Here is "My Heart's in the Highlands" by Robert Burns (https://www.bartleby.com/360/8/24.html).
My heart’s in the Highlands, my heart is not here;
My heart’s in the Highlands a-chasing the deer;
Chasing the wild deer, and following the roe.
My heart’s in the Highlands, wherever I go.Farewell to the Highlands, farewell to the North,
The birthplace of valor, the country of worth;
Wherever I wander, wherever I rove, The hills of the Highlands forever I love.
Farewell to the mountains high covered with snow;
Farewell to the straths and green valleys below;
Farewell to the forests and wild-hanging woods; Farewell to the torrents and loud-pouring floods.
My heart ’s in the Highlands, my heart is not here;
My heart’s in the Highlands a-chasing the deer;
Chasing the wild deer, and following the roe.
My heart’s in the Highlands wherever I go.

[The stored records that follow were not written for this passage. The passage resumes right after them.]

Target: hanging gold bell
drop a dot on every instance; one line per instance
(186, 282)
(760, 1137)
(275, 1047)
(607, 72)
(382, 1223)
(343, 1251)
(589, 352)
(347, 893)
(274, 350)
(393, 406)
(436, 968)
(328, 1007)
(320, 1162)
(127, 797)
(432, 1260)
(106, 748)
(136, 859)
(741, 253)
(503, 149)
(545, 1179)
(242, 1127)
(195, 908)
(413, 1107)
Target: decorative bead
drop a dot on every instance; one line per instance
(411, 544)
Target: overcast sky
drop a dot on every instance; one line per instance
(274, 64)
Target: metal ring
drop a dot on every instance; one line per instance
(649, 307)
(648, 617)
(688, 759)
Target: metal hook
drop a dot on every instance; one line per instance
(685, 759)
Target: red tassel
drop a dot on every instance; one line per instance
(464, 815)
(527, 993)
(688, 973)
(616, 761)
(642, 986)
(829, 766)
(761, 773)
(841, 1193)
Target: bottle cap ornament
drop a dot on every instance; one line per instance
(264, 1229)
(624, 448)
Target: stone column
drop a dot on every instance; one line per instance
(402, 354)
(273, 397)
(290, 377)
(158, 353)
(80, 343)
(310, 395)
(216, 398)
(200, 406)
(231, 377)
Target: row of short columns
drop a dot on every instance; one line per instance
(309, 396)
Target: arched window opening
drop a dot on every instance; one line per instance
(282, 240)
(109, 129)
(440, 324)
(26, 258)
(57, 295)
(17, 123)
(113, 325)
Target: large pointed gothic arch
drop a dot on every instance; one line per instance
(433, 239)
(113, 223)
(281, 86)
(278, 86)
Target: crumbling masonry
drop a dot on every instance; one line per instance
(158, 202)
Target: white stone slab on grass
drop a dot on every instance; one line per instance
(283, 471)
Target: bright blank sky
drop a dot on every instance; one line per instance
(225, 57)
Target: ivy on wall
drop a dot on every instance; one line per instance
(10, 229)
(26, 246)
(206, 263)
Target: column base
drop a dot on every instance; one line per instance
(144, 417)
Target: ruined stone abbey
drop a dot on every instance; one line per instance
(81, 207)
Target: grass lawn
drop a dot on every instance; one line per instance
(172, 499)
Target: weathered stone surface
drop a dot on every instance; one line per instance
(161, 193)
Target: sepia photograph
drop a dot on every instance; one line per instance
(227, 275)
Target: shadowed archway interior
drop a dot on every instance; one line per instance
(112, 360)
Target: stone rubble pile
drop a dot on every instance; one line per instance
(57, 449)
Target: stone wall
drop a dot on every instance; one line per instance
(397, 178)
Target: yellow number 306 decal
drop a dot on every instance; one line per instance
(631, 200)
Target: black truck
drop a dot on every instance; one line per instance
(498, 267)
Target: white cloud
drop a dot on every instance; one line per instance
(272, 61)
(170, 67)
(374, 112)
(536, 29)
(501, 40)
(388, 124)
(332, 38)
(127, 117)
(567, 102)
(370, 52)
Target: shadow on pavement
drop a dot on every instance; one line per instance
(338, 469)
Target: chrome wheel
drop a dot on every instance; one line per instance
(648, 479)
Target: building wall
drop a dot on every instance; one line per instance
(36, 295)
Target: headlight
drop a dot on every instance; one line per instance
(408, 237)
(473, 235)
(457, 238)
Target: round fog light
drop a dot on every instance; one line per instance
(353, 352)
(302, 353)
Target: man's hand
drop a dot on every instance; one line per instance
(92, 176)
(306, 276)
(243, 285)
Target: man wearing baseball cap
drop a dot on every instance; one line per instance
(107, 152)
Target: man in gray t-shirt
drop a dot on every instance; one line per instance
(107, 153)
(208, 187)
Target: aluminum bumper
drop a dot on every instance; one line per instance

Here is my question: does the author's use of parallelism reinforce the poem's strong visual images?
The book says parallelism only adds to the poem's rhythm and elicits an emotional response from the reader with only such explanation about images:
In this poem, parallelism does not affect the strong visual images in any way
Why not? For example, in this excerpt, doesn't it help to produce stronger images by applying the same structure of lines?
Farewell to the mountains high covered with snow;
Farewell to the straths and green valleys below;
Farewell to the forests and wild-hanging woods;
Farewell to the torrents and loud-pouring floods.